Il pleut des millions $ sur les champs de tabac

Les gouvernements du Canada et du Québec ont annoncé de généreuses subventions pour la conversion des plantations de tabac.

Le programme dévoilé début mai par le ministre canadien de l’Agriculture et de l’Agroalimentaire, Bob Speller, se chiffre à 71 millions $ sur quelques années. Bien que ses modalités restent à être établies, il est divisé en trois volets. Le premier vise « principalement à aider les producteurs pour lesquels la culture du tabac n’est plus une activité viable ». Le deuxième volet fournira des « compétences et des outils de développement » pour tirer profit d’occasions hors du secteur du tabac. Enfin, le ministère surveillera les importations de tabac pour « cerner les tendances en évolution sur les marchés internationaux ».

Le communiqué ne fait pas allusion à des subventions directes ou indirectes à la culture du tabac. Toutefois, le ministre Speller parle d’un « programme d’aide à la transition qui assurera la viabilité des producteurs qui restent ». Selon une porte-parole du ministère, Violette Jacques, jointe par Info-tabac, le programme fédéral ne prévoit aucune forme de contribution pour les tabaculteurs restants ; seule l’élimination de concurrents canadiens pourrait les favoriser. Que leur arrivera-t-il s’ils ne peuvent toujours pas rivaliser avec les prix de l’importation? « Ce sont les lois du marché qui prévaudront, comme dans les autres secteurs de l’agriculture, lesquels sont ouverts à l’importation », indique Mme Jacques.

Le gouvernement canadien souhaite que ceux du Québec et de l’Ontario bonifient son programme, à concurrence de 47 millions $, de manière à totaliser 118 millions $. Mais il ira seul de l’avant si les provinces ne désirent pas y contribuer. Une semaine après l’annonce fédérale, la ministre de l’Agriculture, des Pêcheries et de l’Alimentation du Québec, Françoise Gauthier, a dévoilé la contribution de son gouvernement : une somme de 10 millions $ sur trois ans servira à racheter les équipements utilisés pour la production de tabac des fermiers qui voudront abandonner ce secteur. De plus, la plantation de tabac sera désormais assujettie à l’obtention d’un permis.
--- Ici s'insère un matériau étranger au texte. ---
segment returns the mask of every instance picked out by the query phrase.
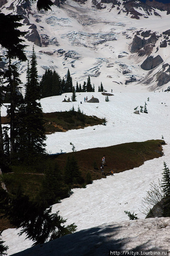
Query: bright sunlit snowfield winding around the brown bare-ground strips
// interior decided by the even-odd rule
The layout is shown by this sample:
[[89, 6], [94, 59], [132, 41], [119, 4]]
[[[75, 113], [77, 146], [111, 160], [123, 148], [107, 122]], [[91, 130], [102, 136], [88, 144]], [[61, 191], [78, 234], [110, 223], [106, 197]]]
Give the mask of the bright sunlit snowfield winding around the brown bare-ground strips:
[[[150, 189], [152, 181], [158, 182], [162, 177], [163, 161], [170, 166], [170, 93], [168, 92], [138, 92], [132, 93], [132, 86], [125, 87], [121, 93], [110, 96], [110, 102], [105, 102], [101, 93], [93, 93], [99, 103], [84, 103], [87, 95], [77, 94], [77, 102], [62, 102], [65, 95], [44, 98], [41, 100], [44, 112], [64, 111], [80, 106], [81, 111], [88, 115], [106, 117], [107, 125], [97, 125], [68, 132], [56, 132], [47, 136], [47, 151], [49, 153], [71, 152], [72, 142], [76, 150], [86, 148], [105, 147], [125, 142], [161, 139], [162, 135], [167, 145], [163, 146], [164, 155], [144, 162], [144, 165], [117, 173], [114, 177], [96, 180], [85, 189], [74, 189], [69, 198], [53, 206], [53, 212], [67, 219], [67, 224], [75, 222], [77, 230], [102, 225], [109, 222], [121, 222], [128, 219], [124, 210], [135, 212], [139, 218], [145, 215], [142, 210], [142, 198]], [[67, 97], [70, 97], [67, 94]], [[147, 101], [149, 98], [149, 101]], [[82, 104], [80, 104], [82, 101]], [[148, 114], [134, 114], [136, 106], [147, 103]], [[139, 109], [139, 107], [138, 107]], [[4, 112], [5, 113], [5, 112]], [[95, 130], [94, 130], [95, 129]], [[99, 159], [102, 156], [98, 156]], [[100, 160], [99, 160], [100, 161]], [[106, 156], [107, 161], [107, 156]], [[109, 170], [112, 166], [105, 167]], [[18, 237], [19, 230], [8, 229], [3, 231], [2, 238], [9, 246], [8, 255], [29, 248], [32, 244], [24, 240], [25, 236]], [[17, 246], [16, 246], [17, 245]]]

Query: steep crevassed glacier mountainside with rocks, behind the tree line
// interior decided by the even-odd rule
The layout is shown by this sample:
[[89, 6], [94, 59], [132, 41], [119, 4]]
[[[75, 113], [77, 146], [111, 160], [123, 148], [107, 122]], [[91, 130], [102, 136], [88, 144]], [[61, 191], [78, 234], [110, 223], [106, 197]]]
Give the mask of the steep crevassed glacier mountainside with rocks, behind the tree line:
[[[27, 56], [35, 44], [39, 76], [51, 68], [63, 77], [69, 68], [74, 85], [76, 81], [83, 83], [90, 75], [96, 91], [101, 81], [106, 90], [129, 83], [134, 91], [136, 84], [149, 90], [170, 86], [167, 10], [147, 5], [152, 9], [148, 11], [140, 1], [103, 1], [107, 7], [101, 10], [90, 0], [84, 4], [67, 0], [60, 7], [56, 2], [48, 12], [38, 12], [36, 3], [24, 0], [7, 0], [0, 8], [5, 14], [23, 15], [22, 30], [28, 31]], [[131, 5], [143, 13], [140, 19], [132, 19]], [[27, 63], [19, 63], [23, 83], [26, 66]]]

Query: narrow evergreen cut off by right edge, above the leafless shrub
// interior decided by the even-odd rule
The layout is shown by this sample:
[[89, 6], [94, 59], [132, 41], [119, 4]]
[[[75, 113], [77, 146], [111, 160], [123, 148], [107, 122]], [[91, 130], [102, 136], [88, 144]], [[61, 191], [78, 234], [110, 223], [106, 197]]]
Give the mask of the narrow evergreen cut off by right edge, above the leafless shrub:
[[163, 162], [163, 178], [162, 178], [162, 190], [165, 196], [170, 196], [170, 170], [167, 167], [165, 161]]

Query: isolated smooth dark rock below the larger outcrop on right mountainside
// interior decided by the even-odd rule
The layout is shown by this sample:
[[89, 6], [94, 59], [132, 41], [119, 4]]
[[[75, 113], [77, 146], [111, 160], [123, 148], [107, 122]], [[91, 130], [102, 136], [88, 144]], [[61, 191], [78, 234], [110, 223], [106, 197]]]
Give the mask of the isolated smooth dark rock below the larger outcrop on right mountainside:
[[148, 56], [146, 60], [143, 61], [143, 63], [140, 65], [140, 67], [144, 70], [151, 70], [158, 65], [160, 65], [163, 62], [160, 55], [157, 57]]

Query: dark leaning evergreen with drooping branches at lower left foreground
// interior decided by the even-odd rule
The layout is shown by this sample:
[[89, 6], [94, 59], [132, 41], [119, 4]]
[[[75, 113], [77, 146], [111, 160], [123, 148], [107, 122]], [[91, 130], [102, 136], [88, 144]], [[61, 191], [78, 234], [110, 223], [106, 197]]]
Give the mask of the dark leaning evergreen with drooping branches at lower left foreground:
[[76, 230], [74, 223], [63, 226], [66, 221], [58, 215], [58, 212], [51, 214], [51, 207], [33, 203], [23, 195], [20, 190], [12, 199], [8, 207], [7, 216], [11, 223], [20, 227], [19, 236], [26, 233], [26, 238], [34, 241], [33, 245], [43, 244], [47, 240], [53, 240]]

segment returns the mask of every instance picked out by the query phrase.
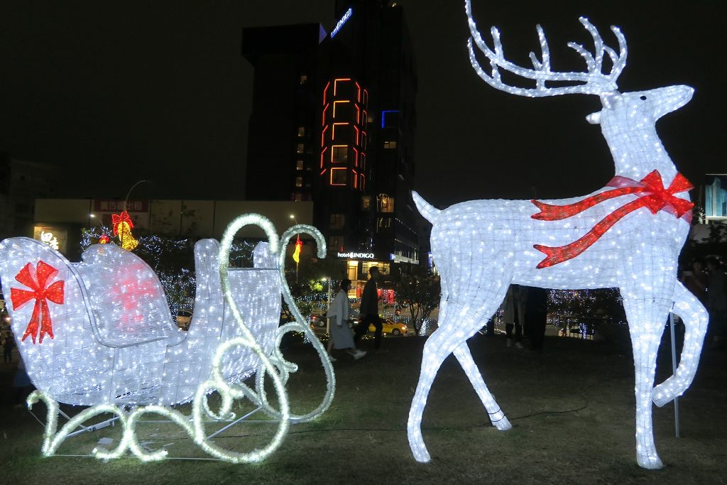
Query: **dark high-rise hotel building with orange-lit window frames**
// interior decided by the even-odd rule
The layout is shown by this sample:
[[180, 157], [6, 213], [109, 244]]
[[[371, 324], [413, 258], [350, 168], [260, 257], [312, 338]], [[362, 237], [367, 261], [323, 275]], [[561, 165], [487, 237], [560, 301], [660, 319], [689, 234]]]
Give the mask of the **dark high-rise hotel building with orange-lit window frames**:
[[244, 30], [255, 68], [246, 197], [312, 198], [329, 257], [356, 280], [419, 262], [417, 78], [401, 7], [337, 0], [336, 15], [324, 36], [319, 25]]

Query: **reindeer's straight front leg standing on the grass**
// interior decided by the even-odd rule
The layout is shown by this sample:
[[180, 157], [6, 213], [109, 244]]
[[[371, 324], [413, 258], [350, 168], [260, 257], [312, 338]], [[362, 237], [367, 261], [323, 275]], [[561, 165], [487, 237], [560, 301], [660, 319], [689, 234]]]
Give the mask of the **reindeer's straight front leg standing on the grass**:
[[[622, 294], [629, 292], [622, 289]], [[656, 372], [656, 351], [664, 332], [671, 302], [651, 298], [624, 298], [634, 354], [636, 391], [636, 460], [643, 468], [662, 468], [656, 453], [651, 417], [651, 390]]]

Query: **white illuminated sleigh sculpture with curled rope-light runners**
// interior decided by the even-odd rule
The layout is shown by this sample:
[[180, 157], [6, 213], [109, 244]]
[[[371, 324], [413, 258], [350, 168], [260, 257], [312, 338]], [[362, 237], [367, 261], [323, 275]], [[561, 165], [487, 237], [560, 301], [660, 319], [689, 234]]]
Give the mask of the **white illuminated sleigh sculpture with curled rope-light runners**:
[[[232, 239], [248, 224], [259, 225], [268, 243], [254, 249], [253, 268], [228, 268]], [[324, 257], [323, 236], [312, 226], [295, 225], [283, 241], [298, 233], [313, 236], [319, 257]], [[112, 420], [124, 425], [124, 438], [113, 452], [95, 450], [97, 457], [118, 457], [129, 448], [144, 460], [160, 459], [166, 452], [146, 453], [134, 435], [133, 423], [142, 414], [155, 413], [177, 422], [215, 457], [256, 461], [279, 445], [289, 422], [324, 412], [334, 392], [332, 366], [294, 305], [284, 278], [284, 257], [285, 245], [270, 221], [259, 215], [238, 217], [221, 245], [212, 239], [198, 241], [195, 311], [189, 331], [182, 332], [172, 324], [156, 274], [131, 252], [97, 244], [84, 252], [84, 262], [72, 264], [40, 241], [0, 242], [0, 277], [11, 296], [13, 331], [38, 389], [28, 403], [43, 399], [49, 408], [44, 454], [53, 454], [67, 436], [78, 433], [76, 428], [87, 429], [82, 423], [90, 417], [112, 413]], [[296, 321], [278, 327], [281, 293]], [[286, 332], [307, 334], [326, 372], [326, 395], [308, 414], [292, 414], [286, 398], [285, 383], [296, 369], [278, 351]], [[252, 374], [257, 374], [254, 389], [243, 383]], [[273, 381], [280, 409], [265, 397], [265, 375]], [[206, 399], [214, 390], [222, 396], [218, 412], [209, 409]], [[230, 413], [233, 400], [242, 397], [257, 406], [255, 411], [278, 421], [276, 435], [265, 449], [247, 454], [217, 449], [211, 436], [205, 436], [204, 420], [244, 419]], [[58, 401], [92, 407], [55, 433]], [[166, 407], [188, 401], [194, 401], [191, 417]]]

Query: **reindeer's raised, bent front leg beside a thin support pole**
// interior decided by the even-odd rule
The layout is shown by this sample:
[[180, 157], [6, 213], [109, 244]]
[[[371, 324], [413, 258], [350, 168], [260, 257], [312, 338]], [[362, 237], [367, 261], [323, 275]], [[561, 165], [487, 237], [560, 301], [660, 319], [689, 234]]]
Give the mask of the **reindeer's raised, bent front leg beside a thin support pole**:
[[682, 318], [686, 333], [684, 347], [676, 374], [657, 385], [653, 391], [654, 404], [664, 406], [681, 396], [694, 379], [699, 356], [702, 354], [704, 334], [707, 333], [707, 310], [681, 283], [674, 288], [674, 313]]

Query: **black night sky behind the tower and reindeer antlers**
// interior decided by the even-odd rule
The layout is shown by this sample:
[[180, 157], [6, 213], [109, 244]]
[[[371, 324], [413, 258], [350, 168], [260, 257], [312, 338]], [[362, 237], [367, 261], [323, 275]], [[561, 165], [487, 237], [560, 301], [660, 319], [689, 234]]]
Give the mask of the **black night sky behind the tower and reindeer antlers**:
[[[415, 188], [434, 204], [467, 199], [578, 196], [605, 185], [613, 162], [595, 96], [531, 99], [499, 92], [467, 57], [464, 1], [402, 0], [417, 56]], [[591, 48], [585, 15], [606, 44], [622, 28], [627, 67], [619, 89], [696, 89], [657, 125], [678, 169], [695, 185], [727, 172], [718, 152], [727, 81], [717, 1], [473, 0], [489, 40], [502, 33], [510, 60], [550, 43], [554, 71], [582, 71], [567, 41]], [[354, 15], [356, 15], [354, 13]], [[65, 167], [69, 195], [240, 199], [244, 191], [252, 67], [241, 56], [248, 26], [335, 24], [333, 1], [0, 2], [0, 151]]]

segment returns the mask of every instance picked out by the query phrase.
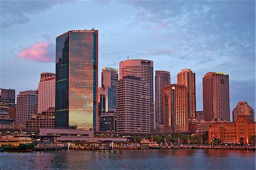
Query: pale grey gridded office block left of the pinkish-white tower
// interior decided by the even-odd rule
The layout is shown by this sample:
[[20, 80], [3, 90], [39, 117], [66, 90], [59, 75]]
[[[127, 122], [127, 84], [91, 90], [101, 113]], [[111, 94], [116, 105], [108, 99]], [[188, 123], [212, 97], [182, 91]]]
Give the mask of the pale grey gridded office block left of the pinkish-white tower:
[[38, 91], [28, 90], [17, 95], [16, 124], [24, 124], [38, 109]]

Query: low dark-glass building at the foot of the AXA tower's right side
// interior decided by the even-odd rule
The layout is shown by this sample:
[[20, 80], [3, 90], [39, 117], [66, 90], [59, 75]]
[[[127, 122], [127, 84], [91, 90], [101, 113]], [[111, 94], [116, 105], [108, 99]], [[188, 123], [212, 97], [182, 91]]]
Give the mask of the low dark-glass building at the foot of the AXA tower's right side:
[[117, 113], [102, 113], [100, 115], [100, 131], [117, 131]]

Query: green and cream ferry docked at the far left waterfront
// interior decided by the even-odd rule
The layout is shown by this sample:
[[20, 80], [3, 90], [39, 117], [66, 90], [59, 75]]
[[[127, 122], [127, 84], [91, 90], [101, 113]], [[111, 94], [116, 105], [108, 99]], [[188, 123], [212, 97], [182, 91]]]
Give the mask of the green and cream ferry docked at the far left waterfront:
[[6, 135], [0, 139], [0, 152], [28, 152], [33, 148], [30, 135]]

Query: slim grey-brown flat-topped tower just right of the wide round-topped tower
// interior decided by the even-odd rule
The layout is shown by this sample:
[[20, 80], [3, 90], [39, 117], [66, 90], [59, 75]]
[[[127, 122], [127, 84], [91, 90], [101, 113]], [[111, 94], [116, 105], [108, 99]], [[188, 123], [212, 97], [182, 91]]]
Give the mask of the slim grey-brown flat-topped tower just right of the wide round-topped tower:
[[155, 118], [156, 126], [163, 125], [163, 89], [171, 84], [170, 72], [155, 71]]

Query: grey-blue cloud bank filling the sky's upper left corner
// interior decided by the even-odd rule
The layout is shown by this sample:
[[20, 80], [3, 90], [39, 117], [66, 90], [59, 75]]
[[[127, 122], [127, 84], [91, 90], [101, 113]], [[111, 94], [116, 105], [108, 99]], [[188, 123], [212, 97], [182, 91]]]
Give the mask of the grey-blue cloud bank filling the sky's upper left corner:
[[10, 27], [13, 24], [26, 24], [29, 16], [42, 13], [59, 3], [69, 1], [1, 1], [1, 28]]

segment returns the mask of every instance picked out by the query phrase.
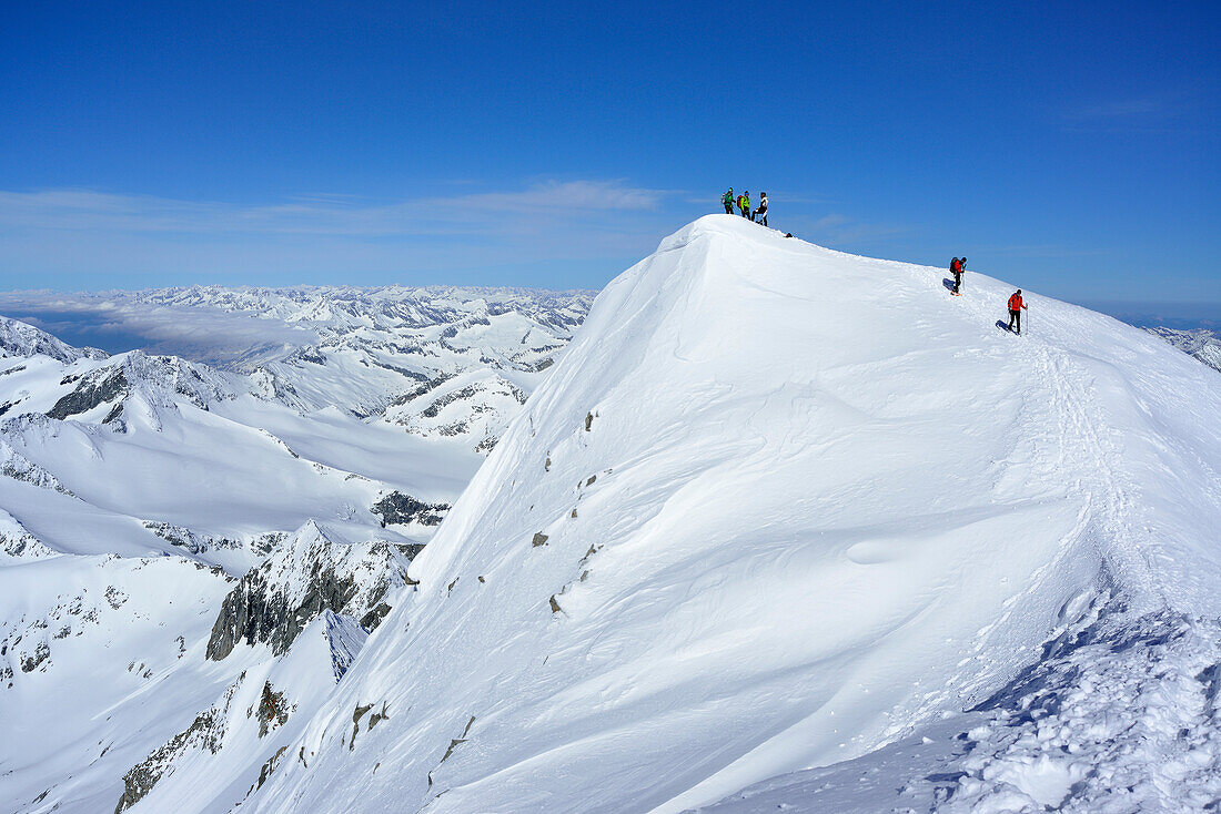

Quant au gouvernement ontarien, il n’a prévu aucune aide aux tabaculteurs, du moins dans son dernier budget.

Hypocrisie

Le programme onéreux du gouvernement canadien n’enthousiasme pas les groupes impliqués dans la lutte antitabac. « En décidant d’aider les tabaculteurs aux dépens des programmes qui contrent les décès dus au tabagisme, le gouvernement fédéral fait preuve d’hypocrisie », soutient un communiqué de la Coalition canadienne pour l’action sur le tabac, émis le 17 mai. « C’est scandaleux et cela trahit l’intérêt public, déplore sa présidente, Lorraine Fry. À la veille des élections, le gouvernement vient d’annoncer qu’il allouera 71 millions pour renflouer 800 cultivateurs de tabac. Au même moment, il éviscère le Programme de la lutte au tabagisme de Santé Canada en réduisant son budget et en éliminant sa principale composante, la campagne publicitaire dans les médias. »

Quant au président de l’Office des producteurs de tabac jaune du Québec, Gaétan Beaulieu, il commente avec soulagement mais tristesse l’aide des gouvernements. « Dans deux ans, c’est clair, la production de tabac aura complètement disparu ici », a-t-il déclaré au Devoir. En 2004, les producteurs québécois s’attendent à ne récolter qu’un million de livres de tabac, à la place des 7,5 millions de l’année 2002.